Als u zich ergert aan iemand, kijk eens wat diens intenties waren.
Een kleine test voor u aan het begin van deze column. Bekijk het volgende filmpje. Pauzeer op 0:53 en stel uzelf de vraag: wat heb ik gezien? Kijk dan het vervolg.https://www.youtube.com/watch?v=ubNF9QNEQLA
U heeft het er vermoedelijk niet best afgebracht. Mogelijk heeft u enkele van de veranderingen die zich voordeden gezien en daar is het bij gebleven. Maar troost u, u bent in goed en vooral talrijk gezelschap. Mensen zijn van nature heel matige, want vooral selectief waarnemende wezens.
In zijn boek Blikwisselingen (2008) vertelt Robert Dijkgraaf daarover een aardige anekdote. Volgens de overlevering kregen leden van een primitieve stam in Papoea-Nieuw-Guinea een film te zien van Manhattan. De antropologen die de beelden vertoonden, wilden deze mensen laten zien wat het moderne westerse leven inhield en waren nieuwsgierig wat ze na afloop allemaal hadden gezien. Het antwoord: ‘Een kip’.
Aanvankelijk waren de onderzoekers verbijsterd.
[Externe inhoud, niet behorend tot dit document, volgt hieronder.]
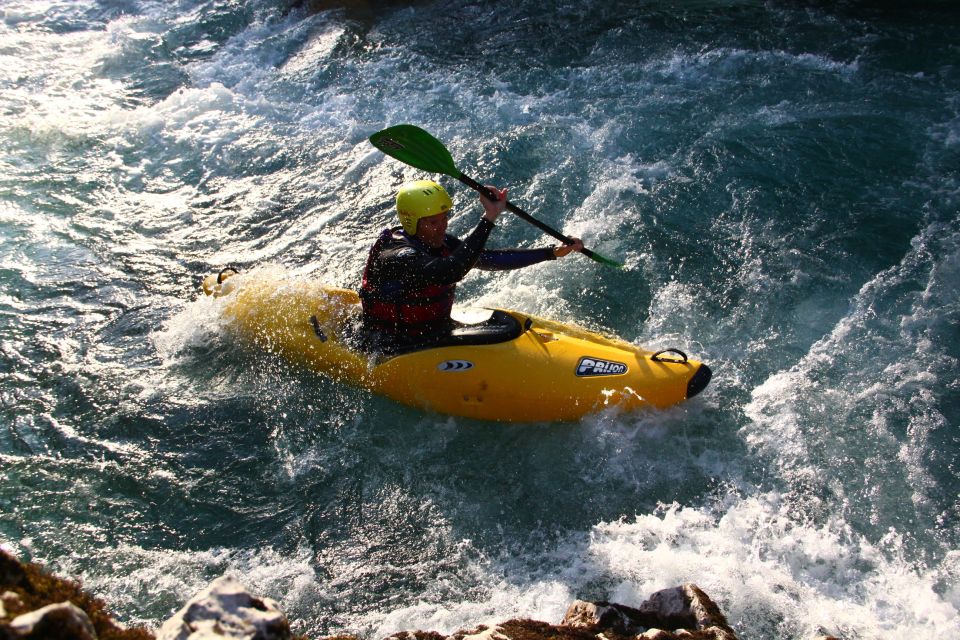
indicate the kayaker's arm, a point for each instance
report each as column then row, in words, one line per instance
column 419, row 266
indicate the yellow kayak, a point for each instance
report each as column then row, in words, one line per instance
column 497, row 365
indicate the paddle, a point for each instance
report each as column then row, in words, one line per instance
column 414, row 146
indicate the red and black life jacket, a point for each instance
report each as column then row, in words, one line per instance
column 389, row 306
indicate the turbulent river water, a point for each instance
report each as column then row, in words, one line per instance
column 782, row 180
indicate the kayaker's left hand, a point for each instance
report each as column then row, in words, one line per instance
column 493, row 208
column 565, row 249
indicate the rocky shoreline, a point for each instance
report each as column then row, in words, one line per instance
column 36, row 605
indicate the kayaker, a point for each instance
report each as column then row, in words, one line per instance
column 411, row 274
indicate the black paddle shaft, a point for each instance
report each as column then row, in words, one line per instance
column 473, row 184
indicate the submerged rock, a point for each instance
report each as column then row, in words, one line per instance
column 226, row 609
column 63, row 620
column 684, row 611
column 36, row 605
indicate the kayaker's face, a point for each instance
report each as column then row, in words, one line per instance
column 432, row 230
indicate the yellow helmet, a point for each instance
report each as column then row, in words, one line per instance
column 420, row 199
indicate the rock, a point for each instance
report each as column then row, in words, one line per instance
column 686, row 610
column 605, row 615
column 64, row 620
column 226, row 609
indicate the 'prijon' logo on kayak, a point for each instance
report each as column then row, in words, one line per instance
column 455, row 365
column 588, row 367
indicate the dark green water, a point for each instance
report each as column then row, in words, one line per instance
column 782, row 180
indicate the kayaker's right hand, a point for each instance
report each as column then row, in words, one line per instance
column 565, row 249
column 493, row 208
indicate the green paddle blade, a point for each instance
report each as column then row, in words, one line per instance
column 415, row 147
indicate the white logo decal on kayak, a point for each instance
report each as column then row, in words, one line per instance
column 596, row 367
column 455, row 365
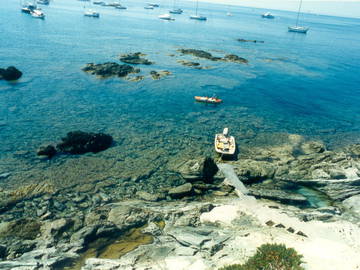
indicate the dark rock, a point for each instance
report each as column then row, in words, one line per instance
column 198, row 169
column 181, row 191
column 270, row 223
column 200, row 54
column 301, row 234
column 134, row 58
column 48, row 151
column 109, row 69
column 249, row 40
column 236, row 59
column 79, row 142
column 290, row 230
column 10, row 74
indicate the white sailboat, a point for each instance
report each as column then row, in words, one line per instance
column 176, row 10
column 297, row 28
column 196, row 16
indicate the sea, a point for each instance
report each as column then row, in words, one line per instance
column 306, row 84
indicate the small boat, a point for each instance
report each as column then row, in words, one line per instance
column 28, row 8
column 268, row 15
column 176, row 11
column 166, row 17
column 225, row 144
column 43, row 2
column 297, row 28
column 37, row 13
column 91, row 13
column 212, row 100
column 198, row 17
column 120, row 7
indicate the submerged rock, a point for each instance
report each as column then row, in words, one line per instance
column 48, row 151
column 236, row 59
column 109, row 69
column 10, row 74
column 249, row 40
column 198, row 169
column 200, row 54
column 134, row 58
column 79, row 142
column 157, row 75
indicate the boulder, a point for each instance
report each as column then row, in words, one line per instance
column 46, row 150
column 198, row 169
column 312, row 147
column 10, row 74
column 134, row 58
column 181, row 191
column 79, row 142
column 236, row 59
column 109, row 69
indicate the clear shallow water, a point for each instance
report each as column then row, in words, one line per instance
column 304, row 84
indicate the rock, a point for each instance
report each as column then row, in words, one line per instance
column 352, row 204
column 109, row 69
column 198, row 169
column 249, row 40
column 157, row 75
column 188, row 63
column 148, row 196
column 252, row 170
column 181, row 191
column 236, row 59
column 134, row 58
column 4, row 175
column 269, row 223
column 48, row 151
column 312, row 147
column 10, row 74
column 126, row 217
column 79, row 142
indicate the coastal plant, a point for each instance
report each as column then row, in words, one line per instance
column 271, row 257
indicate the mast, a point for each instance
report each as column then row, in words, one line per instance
column 297, row 18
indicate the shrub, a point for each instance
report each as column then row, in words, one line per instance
column 271, row 257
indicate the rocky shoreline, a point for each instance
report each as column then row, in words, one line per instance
column 199, row 222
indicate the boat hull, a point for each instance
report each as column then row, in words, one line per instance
column 210, row 100
column 225, row 145
column 298, row 29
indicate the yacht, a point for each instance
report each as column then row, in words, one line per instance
column 166, row 17
column 268, row 15
column 28, row 7
column 176, row 11
column 91, row 13
column 37, row 13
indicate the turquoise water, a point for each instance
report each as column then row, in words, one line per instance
column 304, row 84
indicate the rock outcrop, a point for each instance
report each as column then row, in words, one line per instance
column 79, row 142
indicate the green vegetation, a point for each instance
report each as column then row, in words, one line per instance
column 271, row 257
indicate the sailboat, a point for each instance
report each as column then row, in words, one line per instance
column 196, row 16
column 176, row 10
column 297, row 28
column 91, row 13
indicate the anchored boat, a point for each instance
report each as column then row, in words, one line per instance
column 212, row 100
column 225, row 144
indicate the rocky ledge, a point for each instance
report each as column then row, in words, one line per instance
column 109, row 69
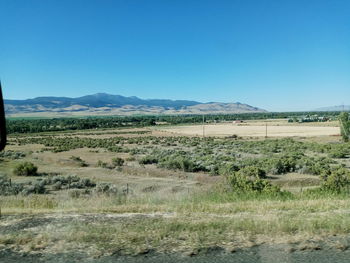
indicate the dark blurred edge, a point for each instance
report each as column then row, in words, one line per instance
column 2, row 122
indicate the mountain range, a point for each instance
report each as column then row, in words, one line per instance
column 106, row 104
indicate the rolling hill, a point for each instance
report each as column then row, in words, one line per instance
column 106, row 104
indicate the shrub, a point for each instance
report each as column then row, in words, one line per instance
column 149, row 159
column 25, row 169
column 117, row 161
column 106, row 188
column 338, row 181
column 242, row 184
column 253, row 172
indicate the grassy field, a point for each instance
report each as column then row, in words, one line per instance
column 259, row 129
column 172, row 192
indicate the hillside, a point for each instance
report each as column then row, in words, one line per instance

Er waren bruggen, wolkenkrabbers, mensenmassa’s, auto’s, snelwegen, vliegtuigen en nog heel veel meer te zien geweest. Maar een kip? Ze besloten de film nog eens nauwkeurig terug te kijken en –inderdaad!- liep er ergens, een fractie van een seconde, een man met een kip door het beeld. Alleen die kip was wat de stamleden konden herkennen, al het andere ging aan hen voorbij. Dijkgraaf schrijft: ‘Er was eenvoudig geen haakje in het brein waaraan ze al die beelden van taxi’s, metro’s en flatgebouwen konden ophangen. Er was alleen plek voor de kip.’
Nu kun je dit verhaal op verschillende manieren bekijken (variërend van perspectieven als ‘domme inboorlingen’ of ‘arrogante westerse antropologen’), maar de kern lijkt me toch wel te zijn dat we als mens alleen dat zien wat past binnen ons blikveld, ons referentiekader of wereldbeeld. Of simpeler gezegd: we zien vooral wat we willen zien.
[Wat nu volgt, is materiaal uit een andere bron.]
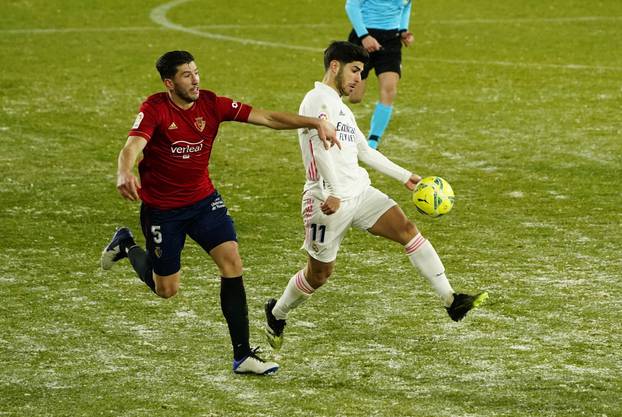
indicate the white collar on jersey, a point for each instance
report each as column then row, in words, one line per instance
column 327, row 88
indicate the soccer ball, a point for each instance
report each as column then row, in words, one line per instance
column 433, row 196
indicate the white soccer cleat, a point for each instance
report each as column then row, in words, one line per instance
column 253, row 364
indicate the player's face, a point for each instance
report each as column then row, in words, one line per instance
column 186, row 82
column 348, row 77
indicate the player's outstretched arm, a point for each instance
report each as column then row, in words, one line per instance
column 127, row 183
column 281, row 120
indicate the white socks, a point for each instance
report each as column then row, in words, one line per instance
column 296, row 292
column 423, row 256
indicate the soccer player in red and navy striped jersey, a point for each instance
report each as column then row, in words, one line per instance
column 175, row 131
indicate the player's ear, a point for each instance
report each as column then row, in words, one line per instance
column 168, row 83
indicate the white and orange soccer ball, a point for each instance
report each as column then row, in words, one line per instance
column 433, row 196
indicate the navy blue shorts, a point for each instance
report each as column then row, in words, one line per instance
column 389, row 58
column 207, row 222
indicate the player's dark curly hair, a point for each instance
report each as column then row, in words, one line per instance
column 167, row 64
column 344, row 52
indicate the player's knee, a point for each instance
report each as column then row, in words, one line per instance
column 409, row 231
column 318, row 277
column 355, row 98
column 231, row 267
column 166, row 291
column 167, row 287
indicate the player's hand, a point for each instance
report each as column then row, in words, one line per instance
column 407, row 38
column 412, row 182
column 128, row 186
column 371, row 44
column 328, row 134
column 330, row 205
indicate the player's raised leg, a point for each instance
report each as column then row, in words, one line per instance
column 298, row 290
column 235, row 310
column 394, row 225
column 122, row 245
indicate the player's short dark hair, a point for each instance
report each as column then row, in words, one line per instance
column 167, row 64
column 344, row 52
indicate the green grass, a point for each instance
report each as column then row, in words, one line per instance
column 518, row 106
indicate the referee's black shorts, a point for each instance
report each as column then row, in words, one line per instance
column 387, row 59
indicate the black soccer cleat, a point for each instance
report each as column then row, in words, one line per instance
column 274, row 327
column 463, row 303
column 115, row 251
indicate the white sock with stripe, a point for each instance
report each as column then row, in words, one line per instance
column 296, row 293
column 423, row 256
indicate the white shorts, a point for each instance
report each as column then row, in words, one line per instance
column 323, row 234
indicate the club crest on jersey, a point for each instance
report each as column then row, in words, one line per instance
column 199, row 123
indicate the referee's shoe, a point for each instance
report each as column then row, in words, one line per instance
column 463, row 303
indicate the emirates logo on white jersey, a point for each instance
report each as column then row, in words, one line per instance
column 184, row 149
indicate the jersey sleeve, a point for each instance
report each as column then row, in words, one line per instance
column 353, row 10
column 322, row 157
column 230, row 110
column 378, row 161
column 146, row 121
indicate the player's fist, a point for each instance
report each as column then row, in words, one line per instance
column 412, row 182
column 330, row 205
column 128, row 186
column 371, row 44
column 407, row 38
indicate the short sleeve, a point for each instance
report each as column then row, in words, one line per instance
column 230, row 110
column 316, row 108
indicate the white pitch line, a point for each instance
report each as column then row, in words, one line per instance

In het dagelijkse leven in organisaties is het niet anders. Zien we een organisatie als structuur, dan tekenen we harkjes en zien vooral taken, verantwoordelijkheden en bevoegdheden. Zien we een organisatie als reservoir van (onbenut) menselijk potentieel, dan gaan we bezig met talentmanagement. Een organisatie als verzameling werkprocessen zien, nodigt uit om lean te denken. Net als de inboorlingen van Papoea-Nieuw-Guinea zien we iets en hangen het aan ons favoriete haakje. Met als grote risico een beperkte blik en vervolgens een weinig adequate aanpak. Zoals Maslow zei, verandert de wereld in een spijker voor hij wie een hamer heeft.
De uitdaging is: probeer het eens anders te zien.
Als u zich ergert aan iemand, kijk eens wat diens intenties waren.
Als een project niet loopt doordat anderen steken laten vallen, onderzoek eens kritisch wat u daaraan wel en niet heeft bijgedragen.
Als u vooral problemen ziet, kijk dan eens wat er wel werkt.
Als u in uzelf zit te tobben, ga naar buiten en spreek enkele anderen.
Probeer het eens. Een man met een kip zult u hoogstwaarschijnlijk niet aantreffen, maar tien tegen een dat u een nieuw perspectief op het spoor komt.
Joris Brenninkmeijer is coach, organisatieontwikkelaar en lid van de redactie van het Tijdschrift voor Begeleidingskunde, het praktijkwetenschappelijk blad van de LVSC.